Biographie de Yu Gwan-sun

Parmi les noms qui ont fortement marqué l’Histoire moderne de la Corée, celui de Yu Gwan-sun (유관순) est l’un des plus célèbres. Cette jeune femme qui n’était au départ, qu’une simple lycéenne est devenue un réel symbole de la résistance coréenne face à l’Empire japonais. En effet, la première partie du XXe siècle représente un immense tournant historique pour la Corée. Elle se caractérise par un contexte très complexe et conflictuel pour la péninsule qui, dès 1905, devint protectorat du Japon et fut annexé en 1910. Cela marque le début d’une longue période d’oppression et de colonisation par le Japon jusqu’en 1945 lors de leur capitulation et l’inévitable séparation de la Corée.
Yu Gwan-sun est née en 1902, soit trois ans avant la signature du traité mettant la Corée sous protectorat japonais. Elle fut élevée dans une famille ayant des valeurs profondément chrétiennes, confucianistes et étant très attachée à son identité coréenne.
En grandissant, elle se distingua des autres enfants de son âge par sa grande intelligence qui dépassait tout entendement. Une jeune fille prodige capable de mémoriser des versets entiers de la Bible en très peu de temps.
C’est ainsi qu’en 1915, sous la recommandation d’une missionnaire américaine nommée Alice J. Hammond Sharp, elle intégra Ewha (이화학당), le tout premier établissement universitaire moderne réservé aux femmes créé par des missionnaires venant des Etats-Unis.
Suite à la mort controversée de l’empereur coréen Kojong (고종) en janvier 1919 qui aurait été empoisonné par les Japonais, des manifestations ont émergé dans les plus grandes villes de Corée pour s’opposer et contester la présence japonaise dans la péninsule. Cela aura pour conséquences l’arrestation de plusieurs personnalités politiques coréennes et la volonté du Japon de dissoudre ces mouvements populaires qui se propageaient au sein du pays. De plus, le célèbre discours du président américain Wilson de 1918 fit accroître les idées indépendantistes de la population ce qui amena, un an plus tard, au mouvement du 1er Mars 1919 : une date qui restera à ce jour, une journée de commémoration pour la Corée.

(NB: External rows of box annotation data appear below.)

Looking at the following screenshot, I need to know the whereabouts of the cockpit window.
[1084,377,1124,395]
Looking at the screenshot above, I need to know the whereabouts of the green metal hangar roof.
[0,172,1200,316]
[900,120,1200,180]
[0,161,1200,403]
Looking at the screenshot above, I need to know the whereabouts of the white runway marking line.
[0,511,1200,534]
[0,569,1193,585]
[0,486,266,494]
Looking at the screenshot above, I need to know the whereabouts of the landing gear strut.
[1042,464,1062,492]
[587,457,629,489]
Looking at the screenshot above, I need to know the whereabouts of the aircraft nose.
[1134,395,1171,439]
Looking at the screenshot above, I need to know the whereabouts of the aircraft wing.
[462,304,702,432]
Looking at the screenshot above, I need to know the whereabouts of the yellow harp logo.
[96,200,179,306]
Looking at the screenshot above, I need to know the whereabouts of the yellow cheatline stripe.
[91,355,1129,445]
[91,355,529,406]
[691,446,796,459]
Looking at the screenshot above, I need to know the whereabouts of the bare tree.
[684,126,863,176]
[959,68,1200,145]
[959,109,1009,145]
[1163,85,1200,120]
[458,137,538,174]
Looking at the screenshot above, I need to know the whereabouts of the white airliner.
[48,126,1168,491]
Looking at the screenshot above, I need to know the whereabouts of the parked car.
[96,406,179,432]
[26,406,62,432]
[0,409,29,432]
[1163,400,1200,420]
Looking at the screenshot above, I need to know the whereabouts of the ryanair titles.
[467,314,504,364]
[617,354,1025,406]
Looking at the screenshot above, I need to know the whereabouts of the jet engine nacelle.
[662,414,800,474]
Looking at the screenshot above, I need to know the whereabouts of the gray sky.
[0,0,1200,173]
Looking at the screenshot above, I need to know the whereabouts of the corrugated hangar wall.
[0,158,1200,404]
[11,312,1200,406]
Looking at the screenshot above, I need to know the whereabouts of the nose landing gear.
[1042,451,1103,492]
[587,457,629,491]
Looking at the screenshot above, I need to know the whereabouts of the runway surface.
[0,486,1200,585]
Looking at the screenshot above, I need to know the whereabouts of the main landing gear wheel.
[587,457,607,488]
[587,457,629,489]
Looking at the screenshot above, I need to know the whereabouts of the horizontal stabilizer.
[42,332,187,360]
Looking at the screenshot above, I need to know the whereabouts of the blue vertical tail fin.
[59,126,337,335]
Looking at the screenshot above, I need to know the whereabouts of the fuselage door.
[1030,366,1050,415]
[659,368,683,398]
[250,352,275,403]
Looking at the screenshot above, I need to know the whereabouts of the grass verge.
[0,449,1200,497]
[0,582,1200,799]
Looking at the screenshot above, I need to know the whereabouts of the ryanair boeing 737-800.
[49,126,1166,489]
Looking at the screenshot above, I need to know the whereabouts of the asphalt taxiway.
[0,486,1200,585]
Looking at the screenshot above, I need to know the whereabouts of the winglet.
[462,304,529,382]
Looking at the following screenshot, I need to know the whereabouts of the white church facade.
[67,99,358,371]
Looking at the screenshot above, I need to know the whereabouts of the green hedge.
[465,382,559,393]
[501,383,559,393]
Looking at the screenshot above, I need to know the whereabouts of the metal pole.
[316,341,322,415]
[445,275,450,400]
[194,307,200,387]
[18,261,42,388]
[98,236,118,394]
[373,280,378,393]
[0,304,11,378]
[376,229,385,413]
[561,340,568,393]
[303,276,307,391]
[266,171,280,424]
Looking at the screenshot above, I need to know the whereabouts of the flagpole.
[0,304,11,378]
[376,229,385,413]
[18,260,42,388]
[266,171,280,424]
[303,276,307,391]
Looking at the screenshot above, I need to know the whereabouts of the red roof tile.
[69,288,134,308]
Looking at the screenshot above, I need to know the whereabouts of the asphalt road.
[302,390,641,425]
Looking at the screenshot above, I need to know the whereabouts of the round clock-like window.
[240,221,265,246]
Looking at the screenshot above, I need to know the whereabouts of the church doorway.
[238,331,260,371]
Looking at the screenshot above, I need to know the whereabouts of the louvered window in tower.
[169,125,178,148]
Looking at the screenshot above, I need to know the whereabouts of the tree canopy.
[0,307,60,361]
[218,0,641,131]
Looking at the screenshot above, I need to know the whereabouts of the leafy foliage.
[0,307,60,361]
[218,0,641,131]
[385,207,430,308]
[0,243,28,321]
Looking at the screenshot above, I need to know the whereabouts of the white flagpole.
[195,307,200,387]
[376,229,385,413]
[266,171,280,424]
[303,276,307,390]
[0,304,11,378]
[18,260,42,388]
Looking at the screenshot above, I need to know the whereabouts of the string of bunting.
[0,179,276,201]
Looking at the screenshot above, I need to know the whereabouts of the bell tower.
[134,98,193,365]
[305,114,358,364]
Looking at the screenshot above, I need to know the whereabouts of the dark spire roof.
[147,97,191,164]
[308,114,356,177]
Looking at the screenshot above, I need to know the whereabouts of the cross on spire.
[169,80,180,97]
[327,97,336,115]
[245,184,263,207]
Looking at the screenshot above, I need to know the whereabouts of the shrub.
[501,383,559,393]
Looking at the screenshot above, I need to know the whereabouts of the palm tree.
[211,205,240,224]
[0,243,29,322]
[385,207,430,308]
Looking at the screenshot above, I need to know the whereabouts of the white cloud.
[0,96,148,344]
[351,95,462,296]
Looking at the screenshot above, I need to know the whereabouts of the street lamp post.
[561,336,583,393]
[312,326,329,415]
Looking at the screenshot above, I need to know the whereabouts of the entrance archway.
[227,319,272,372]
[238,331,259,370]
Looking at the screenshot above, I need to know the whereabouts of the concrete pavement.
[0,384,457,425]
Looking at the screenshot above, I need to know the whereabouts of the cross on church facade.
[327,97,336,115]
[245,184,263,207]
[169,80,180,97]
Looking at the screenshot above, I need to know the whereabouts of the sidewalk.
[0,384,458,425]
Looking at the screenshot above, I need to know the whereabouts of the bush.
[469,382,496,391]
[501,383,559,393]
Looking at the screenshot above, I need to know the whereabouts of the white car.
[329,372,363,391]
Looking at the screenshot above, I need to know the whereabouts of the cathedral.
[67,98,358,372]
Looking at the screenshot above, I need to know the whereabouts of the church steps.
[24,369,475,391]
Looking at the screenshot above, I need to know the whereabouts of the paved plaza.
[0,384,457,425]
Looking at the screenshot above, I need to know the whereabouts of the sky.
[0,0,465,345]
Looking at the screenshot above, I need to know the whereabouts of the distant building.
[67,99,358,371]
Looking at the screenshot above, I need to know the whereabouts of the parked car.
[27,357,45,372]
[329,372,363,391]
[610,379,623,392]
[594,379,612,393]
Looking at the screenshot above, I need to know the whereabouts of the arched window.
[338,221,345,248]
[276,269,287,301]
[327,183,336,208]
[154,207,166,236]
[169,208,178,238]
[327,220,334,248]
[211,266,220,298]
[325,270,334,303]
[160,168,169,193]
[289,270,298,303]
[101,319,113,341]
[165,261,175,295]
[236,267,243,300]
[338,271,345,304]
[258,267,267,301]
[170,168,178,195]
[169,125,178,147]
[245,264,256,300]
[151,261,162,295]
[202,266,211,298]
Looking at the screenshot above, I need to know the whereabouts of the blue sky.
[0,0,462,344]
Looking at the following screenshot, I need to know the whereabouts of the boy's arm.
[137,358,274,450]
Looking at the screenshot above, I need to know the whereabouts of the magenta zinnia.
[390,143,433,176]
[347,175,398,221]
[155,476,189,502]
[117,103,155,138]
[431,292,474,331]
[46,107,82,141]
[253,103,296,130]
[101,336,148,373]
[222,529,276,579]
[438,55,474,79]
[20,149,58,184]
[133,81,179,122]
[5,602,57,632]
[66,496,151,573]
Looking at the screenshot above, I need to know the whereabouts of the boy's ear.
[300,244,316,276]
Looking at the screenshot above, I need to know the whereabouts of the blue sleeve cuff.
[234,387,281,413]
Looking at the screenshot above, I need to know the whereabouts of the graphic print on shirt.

Ce fut donc lors de ce rassemblement pacifique au parc Tapgol (탑골) à Séoul, celui auquel Gwan-sun décida de participer avec quelques-unes de ses camarades, que la toute première lecture de la Déclaration d’Indépendance signée par trente-trois intellectuels eut lieu. De ce fait, ces dirigeants allèrent demander le départ des autorités japonaises qui, en réponse, décidèrent de les arrêter. Par conséquent, cette première manifestation représenta l’amorce de ce qui sera pour chaque citoyen coréen, une très longue bataille.
Depuis ce jour, Gwan-sun se montra de plus en plus investie et déterminée. La marche du 5 mars se finit par une arrestation des étudiantes à la porte sud de Namdaemun (남대문). Celles-ci furent ensuite libérées sous les négociations des missionnaires en charge d’Ewha mais les autorités japonaises prirent la décision de clôturer l’école.
C’est pourquoi Gwan-sun choisit de retourner dans sa ville natale, Cheonan (천안). Elle distribua de nombreuses reproductions de cette Déclaration d’Indépendance et alla dans une vingtaine de villages bordant Cheonan pour tenter de rassembler le plus de personnes possibles afin que ce mouvement ait un réel impact.
Néanmoins, ce fut lors d’une manifestation du 1er avril, le drapeau coréen à la main, que tout dégénéra. Les renforts japonais arrivèrent sur place et tirèrent sur la foule, ses parents furent malheureusement partis des victimes. Yu Gwan-sun, pour sa part, fut arrêtée puis torturée en échange d’informations qu’elle ne donna jamais.
Elle fut ensuite transférée à la prison de Seodaemun (서대문) avec une première sentence de cinq ans d’emprisonnement qui se transforma en trois. Elle se retrouva donc enfermée dans une cellule pour femmes d’environ 10 m² du nom de “cellule numéro 8” et elle sera appelée la “prisonnière 371”.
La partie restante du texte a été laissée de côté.